Al día siguiente que se volvieron los chicos a Buenos Aires, me fui a Roma.
Saqué pasajes en una de las aerolíneas low cost, por muy pocos euros tenía el ida y vuelta a Roma. Mi única preocupación era que mi valijita entrara dentro del cajón de prueba del equipaje permitido, al lado del cual hay un cartel clarísimo: “Si no entra: lo pagás o no sube“.
Llegué cerca del mediodía, y me llevó un rato ubicarme y entender cuál era el recorrido que tenía que hacer para llegar a Lido di Ostia, una ciudad, casi un pueblo de playa, a 30 minutos en tren desde Roma, al que se llega haciendo combinación en una de las estaciones del metro. Compré un Roma Pass, que permite viajar en metro, tren o colectivo cuantas veces se necesite por tres días, y da el acceso libre a los dos primeros museos que uno quiera visitar. Por 25 euros, me pareció buena idea, más estando lejos de la ciudad con viaje obligatorio.
Con alguienmuyespecial habíamos hablado mucho, pero no habíamos logrado que concordaran los tiempos para un encuentro, y seguía sin saber si en Roma nos íbamos a poder ver, él vive y trabaja en el norte de Italia.
Me ubiqué en el plano y me fui para la playa. Preguntando se llega a todas partes, así que pasado el mediodía estaba instalada en el hotel, y antes de volver a la ciudad para arrancar mi aventura romana, me fui un rato a la playa. El agua, helada!!!
De vuelta en Roma, empecé por la plaza España , y de ahí a caminar por todos lados, pasando por lugares muy conocidos, como la Fontana di Trevi… impresionante!!! y descubriendo callecitas, monumentos, restos de ruinas romanas, columnas, paredes y hasta edificios enteros, como el Panteón, que van apareciendo por todos lados en medio de la ciudad mientras uno va caminando… todo espectacular.

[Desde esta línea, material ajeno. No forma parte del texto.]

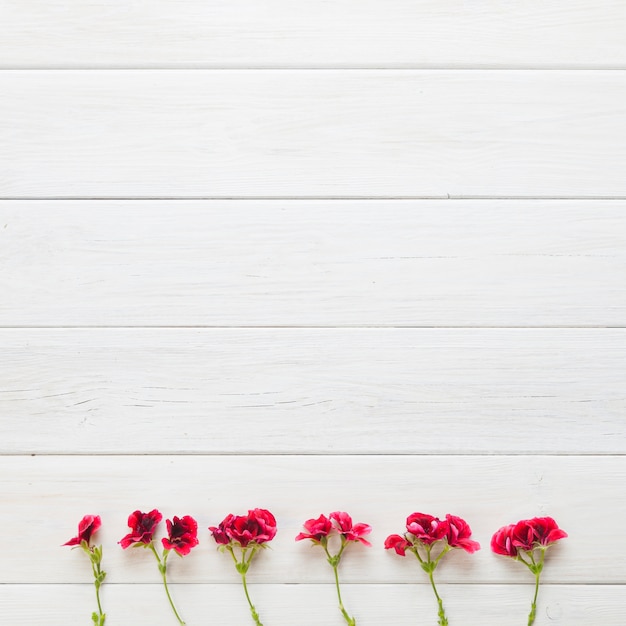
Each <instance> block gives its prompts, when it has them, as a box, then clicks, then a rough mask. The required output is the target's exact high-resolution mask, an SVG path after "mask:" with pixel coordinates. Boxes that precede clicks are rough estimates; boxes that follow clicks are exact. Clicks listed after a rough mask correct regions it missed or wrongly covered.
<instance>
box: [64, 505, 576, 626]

En mi camino, me crucé con una manifestación de la sinestra ecológica,
más adelante con un acto político frente al panteón, muy simpático, con toda la onda y muy buena música, y siguiendo… con muchísimas heladerías de las que es difícil zafar … Imperdibles los helados de Roma, sólo les falta el de dulce de leche!!!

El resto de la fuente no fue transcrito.